Un par de naúfragos - Cristina Muñiz

                                            Foto de una pareja de ancianos consolándose mutuamente después de perder su casa por un incendio - foto de stock

 



Eran dos náufragos sin una tabla de salvación a donde agarrarse. Deambulaban como un par de sombras por la casa en penumbra o se sentaban a mirar sin ver la pantalla de colores a la espera de la llegada de la noche y con ella el fin de otro día desdichado. Salían a la calle lo imprescindible, cogidos de la mano, ausentes del mundo y de ellos mismos. Las visitas semanales de su sobrina y los viajes al pueblo eran su único contacto con el mundo exterior. Sofía llegaba todos los sábados cargada de comida y de un torrente de palabras cariñosas y alegres que ellos se esforzaban en no escuchar al igual que se alejaban del exceso de luz y del aire fresco que penetraba por las ventanas abiertas de par en par. Luego, cuando quedaban a solas, regresaban a su rutina diaria.

Era Semana Santa y su sobrina los llevó al pueblo.
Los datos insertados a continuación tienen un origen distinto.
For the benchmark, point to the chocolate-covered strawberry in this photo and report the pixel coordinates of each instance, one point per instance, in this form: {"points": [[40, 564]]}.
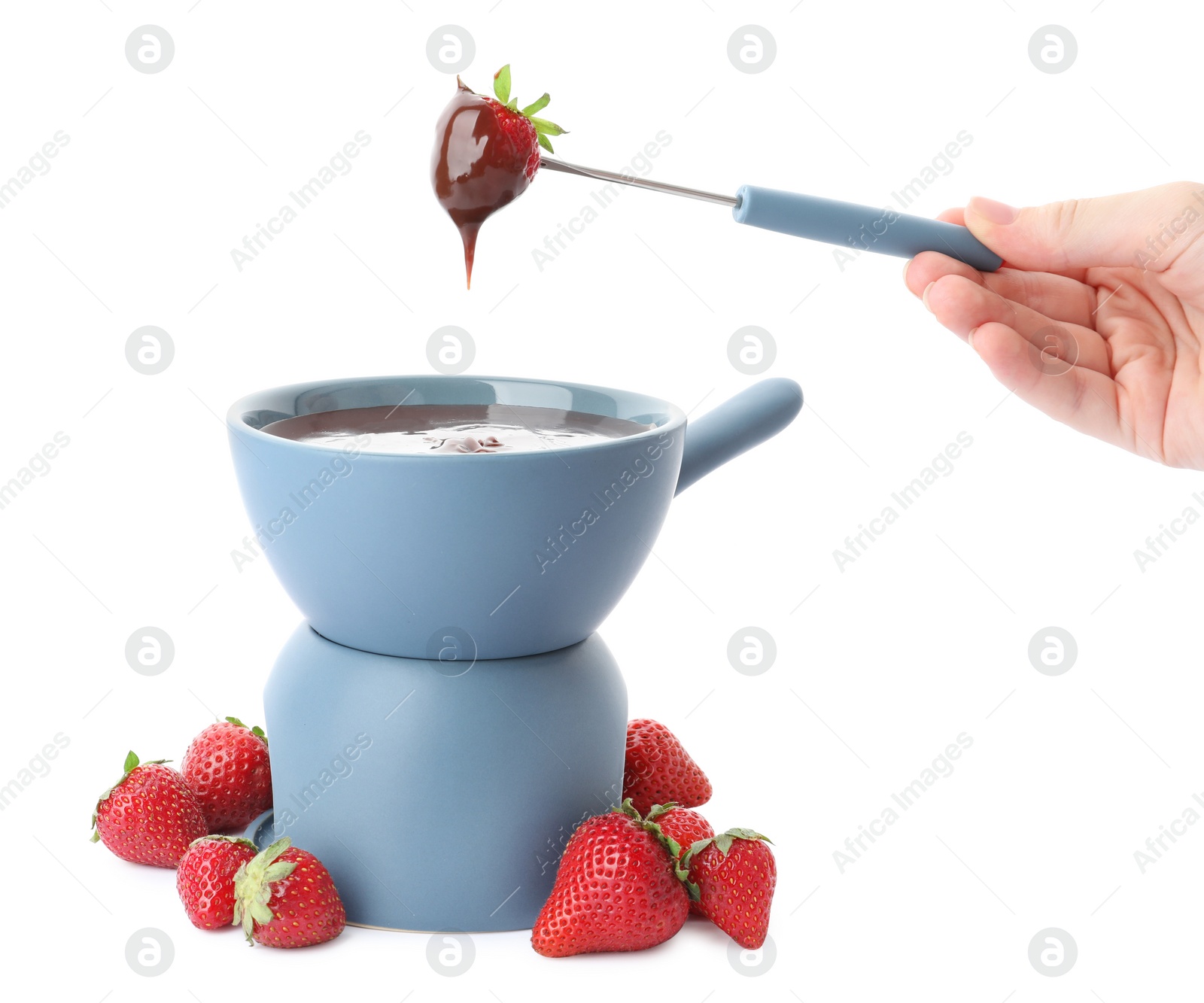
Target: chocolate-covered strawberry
{"points": [[487, 150]]}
El viaje de tres horas se les hizo eterno, encerrados en su mutismo, Sofía centrándose en la carretera animada por una música tenue. Al llegar, antes de descargar el equipaje, se dirigieron al cementerio donde descansaban los muertos familiares, entre ellos los padres de Sofía y el único hijo de Adela y Fernando, fallecido en un accidente de tráfico dos años atrás.

Lo vieron ya a lo lejos, descansando plácidamente sobre la tumba de Alfonso, como si aquel fuera el lugar más cómodo de la tierra o quizá como si lo estuviera custodiando pensó su madre agradecida. El perro no se asustó con su presencia y clavó una mirada tierna y cariñosa en la de Adela que no pudo evitar emitir una leve sonrisa. Fernando le hizo un gesto con la mano para que marchara y el chucho descendió de la tumba con lentitud, hasta perderse en la lejanía.

–¿Por qué no adoptáis un perro, tía?

Adela y Fernando la miraron como si hubiera dicho la peor de las blasfemias.

–¿A qué viene eso? –preguntó Adela.

–Tía, no sé si te habrás dado cuenta pero ese perro te ha arrancado una sonrisa. Y hacía mucho tiempo que yo no veía una sonrisa en tu rostro. Un perro os hará compañía, alegrará la casa, os obligará a salir…

–No digas barbaridades –respondió Fernando molesto. Y vámonos a casa que ya son horas y estoy cansado.

La vida continuó donde la habían dejado, con las visitas semanales de Sofía, su insistencia en la adopción de un chucho y la obstinación de sus tíos en continuar viviendo como un par de náufragos.

En agosto regresaron al pueblo y al cementerio y en el corazón de Adela anidaba la esperanza de volver a encontrarlo sobre la tumba de su hijo, pero no estaba allí.

–¿Te acuerdas del chucho, Fernando?

–Sí –reconoció él, pues abrigaba el mismo deseo que su mujer por mucho que luchara por matarlo.

Y, esta vez, ante la tumba de su hijo, por fin, los dos, accedieron a regañadientes a los ruegos reiterados de Sofía.

Era una tarde calurosa y radiante de verano. Los animales, desde sus jaulas de la perrera municipal, los miraban ausentes. Una mirada compartida por Adela y Fernando que no se fijaban en ninguno en particular, como si hubieran decidido marchar con las manos vacías pese a una Sofía incansable “mirad este, qué mono, y aquel otro tan chiquitín, y ese de ahí es de un color precioso...” hasta que en una esquina, solo, tumbado. con las orejas gachas, lo vieron. Al sentir su presencia el chucho reaccionó, se levantó, estiró las orejas y moviendo el rabo se acercó a ellos con una mirada tan llena de paz que no pudieron negarse a aceptar a ese perro que parecía estar esperándolos, como si él los hubiera elegido.

Ha pasado un año y, desde aquel día, Adela y Fernando ya no se esconden entre las sábanas o entre las sombras de la casa. Se levantan temprano para pasear a Lucero, el pequeño ser peludo que ha espantado la soledad de sus corazones y les ha devuelto la sonrisa. Y cuentan, a quien quiera oírlo, que ese chucho de color marrón ha sido el salvavidas que los ha arrancado del más profundo y espantoso de los naufragios.